Blood plasma is > 90 % water; its movement through capillaries follows the same physical principles of water potential and adhesion. Plasma proteins (e.g., albumin) generate an osmotic (colloid) pressure analogous to Ψs in plant cells, drawing water into the circulatory system.

11. Brief Link‑Out: O₂ & CO₂ Transport & The Heart (Topics 8.2 & 8.3)

  • Oxygen transport – Dissolved O₂ and oxy‑haemoglobin carry O₂ from lungs to tissues; the binding is reversible and influenced by pH (Bohr effect).

  • Carbon dioxide transport – Carried as dissolved CO₂, bicarbonate ions (via the chloride shift), and carbamino compounds.

  • Heart cycle – Systole (ventricular contraction) creates the pressure that drives blood through arteries; diastole allows filling.
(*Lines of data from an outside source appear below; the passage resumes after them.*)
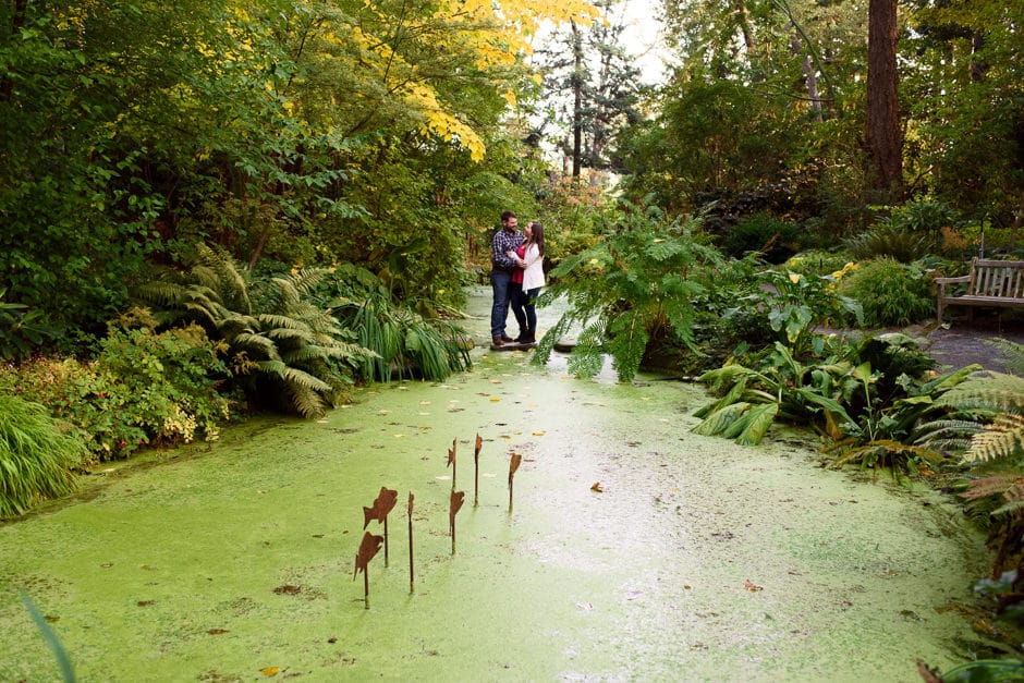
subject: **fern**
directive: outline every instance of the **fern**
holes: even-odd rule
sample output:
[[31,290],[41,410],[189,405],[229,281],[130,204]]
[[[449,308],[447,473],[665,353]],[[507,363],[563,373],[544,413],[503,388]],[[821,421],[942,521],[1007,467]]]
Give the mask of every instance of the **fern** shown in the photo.
[[1014,375],[1024,375],[1024,344],[1008,339],[988,339],[985,343],[999,349],[1005,356],[1007,369]]
[[538,305],[564,296],[569,307],[541,338],[534,363],[547,363],[554,344],[575,325],[583,329],[569,369],[578,377],[596,375],[602,355],[610,354],[620,381],[630,381],[666,339],[696,352],[694,301],[704,288],[692,276],[722,261],[695,236],[699,219],[672,222],[658,210],[632,205],[613,216],[604,240],[549,273],[553,284]]
[[[947,392],[940,404],[965,423],[971,434],[965,462],[991,462],[1024,455],[1024,378],[976,373]],[[973,426],[966,426],[971,424]],[[944,428],[944,425],[939,427]],[[938,429],[931,438],[940,438]]]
The cyclical pressure changes are analogous to the periodic fluctuations in Ψp that occur during day‑night cycles in plants.
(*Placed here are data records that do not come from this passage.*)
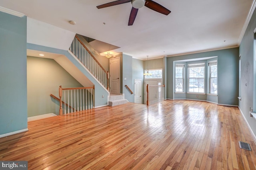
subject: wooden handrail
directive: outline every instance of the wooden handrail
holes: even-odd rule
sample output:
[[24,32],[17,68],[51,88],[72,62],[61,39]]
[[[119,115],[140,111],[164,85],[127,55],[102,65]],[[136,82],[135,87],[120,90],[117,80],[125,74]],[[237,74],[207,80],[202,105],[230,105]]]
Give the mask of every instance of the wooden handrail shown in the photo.
[[[165,86],[165,85],[164,84],[163,84],[162,85],[155,85],[155,86],[148,86],[148,84],[147,84],[147,106],[148,106],[150,104],[150,101],[149,101],[149,95],[148,95],[148,93],[149,93],[149,88],[150,87],[163,87],[163,88],[164,88],[164,87]],[[163,94],[163,96],[164,96],[164,95]],[[152,97],[152,96],[151,96]],[[150,103],[151,103],[151,102],[150,102]]]
[[131,93],[131,94],[133,94],[133,92],[132,92],[132,91],[131,90],[131,89],[130,89],[129,87],[128,87],[128,86],[125,85],[125,87],[126,87],[126,88],[127,88],[127,89],[128,89],[128,90],[129,91],[130,91],[130,92]]
[[97,60],[95,58],[95,57],[94,57],[93,56],[93,55],[92,55],[92,53],[91,53],[90,51],[87,48],[87,47],[86,47],[85,46],[85,45],[84,45],[84,43],[82,43],[82,41],[81,40],[80,40],[80,39],[79,39],[79,38],[78,38],[78,36],[77,35],[76,35],[75,36],[76,38],[78,40],[78,41],[80,42],[80,43],[81,43],[81,44],[83,46],[83,47],[84,47],[84,48],[85,49],[86,49],[86,50],[87,50],[87,51],[88,52],[88,53],[90,54],[90,55],[91,55],[91,56],[92,56],[92,58],[93,58],[93,59],[94,59],[94,60],[95,61],[96,61],[96,63],[98,63],[98,64],[99,64],[99,65],[100,66],[100,68],[102,68],[102,69],[103,70],[103,71],[104,71],[104,72],[106,73],[106,74],[108,74],[108,72],[106,70],[105,70],[104,69],[104,68],[103,68],[103,67],[101,65],[101,64],[100,64],[100,63],[99,63],[98,61],[98,60]]
[[[58,102],[60,102],[60,99],[58,98],[57,97],[55,96],[54,95],[52,94],[50,94],[50,96],[52,97],[52,98],[53,98],[54,99],[56,100],[58,100]],[[62,101],[62,104],[64,104],[65,103],[64,102],[63,102],[63,101]],[[77,110],[76,110],[75,109],[72,108],[71,106],[68,105],[68,104],[67,104],[66,103],[66,106],[68,107],[69,107],[70,108],[71,108],[72,109],[73,109],[74,110],[75,110],[76,111]]]
[[92,87],[76,87],[74,88],[62,88],[62,90],[78,90],[78,89],[88,89],[89,88],[93,88],[94,89],[94,85]]
[[[147,84],[148,85],[148,84]],[[165,87],[165,86],[164,85],[164,84],[162,85],[155,85],[155,86],[148,86],[148,87]]]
These processes illustrate how the same physical concepts—pressure gradients, diffusion, and binding equilibria—underpin transport in both plant and animal systems.

12. Common Misconceptions

  • “Water is pumped by a suction device in the leaf.” – The pull is a physical tension transmitted through the cohesive water column; no biological pump is required.

  • “Cohesion alone can lift water to any height.” – Without adhesion to the conduit walls, the column would slip or cavitate under tension.
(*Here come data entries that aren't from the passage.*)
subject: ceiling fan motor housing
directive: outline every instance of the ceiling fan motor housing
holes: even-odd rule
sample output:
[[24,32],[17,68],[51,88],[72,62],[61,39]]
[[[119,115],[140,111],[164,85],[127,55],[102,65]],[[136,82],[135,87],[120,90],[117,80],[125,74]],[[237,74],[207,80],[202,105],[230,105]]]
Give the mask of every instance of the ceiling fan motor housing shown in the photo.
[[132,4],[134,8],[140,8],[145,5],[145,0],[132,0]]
  • “Root pressure is the main driver of ascent in tall trees.” – Root pressure contributes only a few kilopascals; transpiration pull provides the dominant negative pressure.

  • “All water movement is driven by gravity.” – Water moves from higher to lower water potential, which may be opposite to the direction of gravity.

13. Integrated Step‑by‑Step Flow of Water (Root → Leaf)

  1. Root‑soil interface: Soil water (higher Ψ) contacts root hairs; adhesion to cell‑wall polysaccharides (pectin, cellulose) helps water enter the apoplast.

  2. Radial movement: Water moves through the cortex via apoplastic (cell‑wall) and symplastic (plasmodesmata) pathways; high A/V of root hairs accelerates uptake.

  3. Endodermis: Casparian strip forces water into the stele, ensuring it passes through the xylem.

  4. Xylem ascent: Hydrogen‑bonded water molecules form a cohesive column; adhesion to cellulose walls prevents breakage; capillary rise provides the initial lift.

  5. Transpiration pull: Evaporation from mesophyll cells creates a strong negative Ψp in the leaf; tension is transmitted up the column.

  6. Root pressure (optional): At night, active ion uptake generates a modest positive Ψp that can push water upward, evident as guttation.

  7. Delivery to cells: Water exits the xylem through pits into surrounding parenchyma, where it is used for metabolism or stored.

14. Suggested Diagram for Exam Practice

Draw a cross‑section of a leaf showing:

  • Water movement from a root to a leaf vein.

  • Hydrogen bonds between water molecules (label “cohesion”).

  • Hydrogen bonds between water and cellulose in vessel walls (label “adhesion”).

  • Stomatal pore with arrows indicating evaporation and the resulting tension.

  • Capillary rise in a narrow tracheid.

15. Summary

Hydrogen bonding gives water its unique cohesive and adhesive properties. Cohesion creates a tensile‑strong column that transmits the negative pressure generated by transpiration (cohesion‑tension theory). Adhesion to cellulose in the xylem walls anchors this column, prevents cavitation, and contributes to capillary rise. Together with water‑potential gradients, surface‑area‑to‑volume effects, and, to a lesser extent, root pressure, these mechanisms enable efficient upward transport of water in vascular plants. The same physical principles—pressure gradients, diffusion, and binding equilibria—underlie water and solute movement in animal circulatory systems, highlighting the universal importance of hydrogen bonding in biology.